Gold – Technical Outlook
The strong bearish candlestick on the monthly chart indicates that prices could resume a steady downtrend after nearly 3 months of consolidation within 1175.12 and 1072.52. The next significant support in Gold comes in at the psychological round number level of $1000 followed by $972 – $975 region.
On the weekly charts, there is scope for a potential correction which however needs to be validated. The median line analysis on Gold’s weekly time frame points to a correction towards 1117 region at the minimum, provided prices close on a bullish note on the weekly and preferably above the 1072 support. Failure to break above 1072 could however keep Gold biased lower. Also, watch for a possible inside bar or a bullish harami pattern on the weekly chart, which would be a near textbook example after Gold prices posted steady 6-weeks of decline.
Looking to the daily timeframe, the Stochastics are pointing to a bullish divergence failing to confirm the new low in prices, while posting a higher low in the process. The bullish divergence points to a minimum correction to $1100 which was a previously established support level and could potentially turn into resistance on a retest off the current lows. The daily chart also shows an inside bar along with a piercing line candlestick pattern formed earlier this week. A bullish breakout above 1072 could confirm this view for a move to the upside.
Silver – Technical Outlook
The monthly chart for Silver paints the same picture with prices staying near the $15.45 support of the ranging price action before last month’s strong bearish candlestick pattern. The weekly chart for Silver prices shows prices trading just above the median line. Last week’s candlestick closed with a small bodied spinning bottom pattern which could point to a short term shift in prices. This week’s price opened lower and a bullish close above last week’s open at $14.17 could signal a bullish engulfing pattern on the weekly charts indicating that Silver prices could be looking to a correction in the near term. A minor support/resistance level at $14.37 will be key as a close above this level could clear the way for a strong move to the upside.

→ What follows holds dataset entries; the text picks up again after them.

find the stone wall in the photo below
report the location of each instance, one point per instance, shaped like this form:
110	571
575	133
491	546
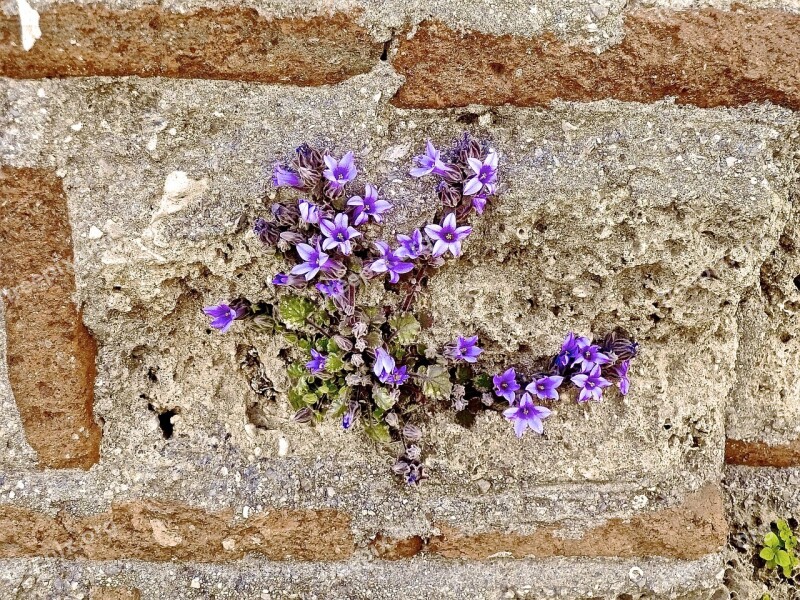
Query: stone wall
649	165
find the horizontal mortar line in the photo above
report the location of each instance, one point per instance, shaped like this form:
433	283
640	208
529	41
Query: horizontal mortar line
165	531
704	57
761	454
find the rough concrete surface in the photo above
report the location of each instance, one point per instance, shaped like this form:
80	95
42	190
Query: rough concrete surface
675	223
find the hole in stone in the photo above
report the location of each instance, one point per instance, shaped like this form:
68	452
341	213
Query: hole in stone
165	420
468	118
786	242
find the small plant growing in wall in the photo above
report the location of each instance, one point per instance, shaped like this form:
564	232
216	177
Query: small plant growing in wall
348	306
779	549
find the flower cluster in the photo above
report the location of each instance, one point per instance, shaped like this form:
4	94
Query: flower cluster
588	366
365	364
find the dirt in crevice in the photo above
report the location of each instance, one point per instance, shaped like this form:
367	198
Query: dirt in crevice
51	354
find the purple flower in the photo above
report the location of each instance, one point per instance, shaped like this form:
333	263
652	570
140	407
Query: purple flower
389	262
430	162
284	177
410	245
591	384
384	363
526	415
317	362
589	355
447	236
397	376
368	206
545	387
309	211
314	260
465	349
332	289
620	370
338	234
506	384
282	279
341	171
222	316
485	174
479	200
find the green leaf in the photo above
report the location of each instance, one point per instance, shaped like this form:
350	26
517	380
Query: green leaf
783	558
296	371
406	328
378	432
334	363
436	384
294	311
374	339
263	323
772	540
463	374
382	398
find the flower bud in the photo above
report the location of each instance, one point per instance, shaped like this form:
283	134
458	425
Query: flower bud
293	237
412	433
414	452
343	343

On the daily charts for Silver, prices remain close to the main support level at $14.12. The price action near this support shows strong rejections on previous occasions indicating that Silver prices could be forming a short term base at this level confirmed by the bullish divergence on the Stochastics pattern. There is also a near double bottom formed at this level. To the upside, a break above 14.56 will clear the way for a possible test to $15.64. Failure to break higher is likely to keep Silver prices subdued with a possible new decline to the downside.